The Invention

THE INVENTION

 

“Hate to say it, but I haven’t heard anything good about this man. Why would you think to even go in there in the first place?” asked my driver.

“He invited me,” I answered, trying to be polite.

“I don’t mean to sound rude, but how’s that? He’s been awfully private his whole life. I don’t reckon he’s ever had anyone in his place. At least not since he moved here.”

“He might not, but my friend Mr. Stoughton said I should take the opportunity should I get it.”

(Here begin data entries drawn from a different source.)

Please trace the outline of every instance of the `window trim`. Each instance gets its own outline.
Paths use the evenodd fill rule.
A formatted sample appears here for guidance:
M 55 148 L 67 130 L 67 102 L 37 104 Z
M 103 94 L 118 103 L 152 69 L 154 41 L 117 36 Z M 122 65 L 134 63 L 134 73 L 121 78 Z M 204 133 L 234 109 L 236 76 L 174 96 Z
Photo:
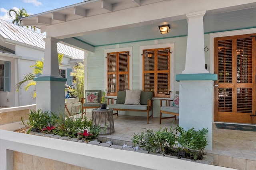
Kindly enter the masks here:
M 168 43 L 166 44 L 153 44 L 148 45 L 142 45 L 140 46 L 140 88 L 143 89 L 143 50 L 159 49 L 162 48 L 170 48 L 170 90 L 172 92 L 170 94 L 170 98 L 173 98 L 175 94 L 174 90 L 174 43 Z M 162 99 L 162 98 L 154 98 L 154 99 Z
M 107 54 L 109 53 L 119 52 L 122 51 L 129 51 L 130 54 L 129 65 L 129 86 L 130 89 L 132 89 L 132 47 L 123 48 L 117 48 L 115 49 L 105 49 L 104 50 L 104 89 L 107 89 Z

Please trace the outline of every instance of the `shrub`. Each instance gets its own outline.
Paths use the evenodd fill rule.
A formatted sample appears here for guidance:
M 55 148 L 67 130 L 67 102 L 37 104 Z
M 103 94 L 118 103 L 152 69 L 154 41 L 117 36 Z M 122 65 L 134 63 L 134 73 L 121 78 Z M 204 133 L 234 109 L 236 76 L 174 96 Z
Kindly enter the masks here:
M 58 115 L 54 113 L 49 113 L 48 111 L 30 111 L 28 115 L 28 120 L 25 122 L 21 118 L 22 123 L 29 127 L 27 133 L 36 129 L 37 131 L 52 133 L 60 136 L 77 137 L 78 134 L 82 134 L 85 130 L 90 134 L 90 140 L 97 138 L 100 131 L 100 127 L 92 124 L 92 120 L 88 121 L 86 117 L 82 119 L 82 116 L 74 118 L 73 117 L 65 118 L 64 114 Z M 78 137 L 79 138 L 79 137 Z
M 182 127 L 170 127 L 155 131 L 145 129 L 140 135 L 134 134 L 132 140 L 135 145 L 144 147 L 149 152 L 162 153 L 194 160 L 202 159 L 207 145 L 207 129 L 186 131 Z
M 51 127 L 54 125 L 58 116 L 54 113 L 49 113 L 47 111 L 42 111 L 38 109 L 37 111 L 30 110 L 28 114 L 28 120 L 26 122 L 24 121 L 23 117 L 21 117 L 22 123 L 24 125 L 30 127 L 28 133 L 32 129 L 35 131 L 41 131 L 44 128 L 47 126 Z

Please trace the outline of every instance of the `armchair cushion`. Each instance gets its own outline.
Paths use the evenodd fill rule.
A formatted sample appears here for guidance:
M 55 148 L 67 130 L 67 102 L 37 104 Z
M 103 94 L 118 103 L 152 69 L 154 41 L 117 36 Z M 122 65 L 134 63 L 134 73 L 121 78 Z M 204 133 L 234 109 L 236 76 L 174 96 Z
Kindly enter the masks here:
M 174 107 L 179 107 L 180 106 L 180 96 L 179 95 L 175 95 L 173 99 L 172 106 Z
M 98 92 L 98 100 L 97 102 L 100 103 L 100 98 L 101 98 L 101 90 L 84 90 L 85 92 L 85 94 L 86 94 L 86 92 Z M 87 99 L 86 99 L 85 102 L 87 102 Z
M 173 106 L 162 106 L 160 107 L 161 111 L 167 111 L 168 112 L 178 113 L 180 111 L 180 108 L 178 107 Z
M 86 92 L 85 94 L 87 103 L 98 103 L 98 92 Z

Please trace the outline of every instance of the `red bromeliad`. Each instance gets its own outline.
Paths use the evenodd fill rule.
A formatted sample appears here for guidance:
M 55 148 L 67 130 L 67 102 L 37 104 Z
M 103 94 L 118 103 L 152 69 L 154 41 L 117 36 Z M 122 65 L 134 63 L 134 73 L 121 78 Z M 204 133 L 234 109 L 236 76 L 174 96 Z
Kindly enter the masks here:
M 84 133 L 78 133 L 78 135 L 81 135 L 85 137 L 86 137 L 89 136 L 90 136 L 92 134 L 91 133 L 90 133 L 90 132 L 89 133 L 87 132 L 87 130 L 85 130 L 84 131 Z
M 49 127 L 49 126 L 47 126 L 46 128 L 43 128 L 42 129 L 42 131 L 51 131 L 52 130 L 53 130 L 54 129 L 55 129 L 55 127 L 54 127 L 54 126 L 52 126 L 50 127 Z

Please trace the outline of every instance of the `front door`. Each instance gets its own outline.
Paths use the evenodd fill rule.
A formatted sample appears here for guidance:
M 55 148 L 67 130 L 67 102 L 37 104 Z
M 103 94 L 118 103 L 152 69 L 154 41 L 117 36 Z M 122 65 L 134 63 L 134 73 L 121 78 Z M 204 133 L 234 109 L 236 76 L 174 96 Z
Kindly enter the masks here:
M 256 114 L 256 33 L 214 41 L 214 121 L 250 123 Z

The stage rumbled slowly down the old cobblestone route, creaking and moaning unceasingly. Hooves clipped on the ground at a steady rhythm. The oil lamps burned a dark, polluting light. The sky was engulfed by the sharp, terraced tops of the buildings crowded so firmly together. I stuck my hand out the side of the coach. Scanty rain-drops fell from the sky and pattered softy over everything.

“How long might it be?” I asked.

“Not more n’ five minutes,” replied the coachman. As we neared our destination the rain became harsher. The wind blew like ice in my face and whistled around the edges of the buildings so close to me.

As we rode on towards the man’s house, I saw the structures become more and more sparsely distributed from each other. Diminutive hedges grew in the spaces between the buildings, giving a small amount of privacy to their owners.

“Yep. Ol’ boffin never liked anyone ‘round his property. Heard he’s chased em’ away more n’ once in ‘is life,” said the driver. He sat up suddenly. “I believe that’s the place right there. How long do you think you’ll be?”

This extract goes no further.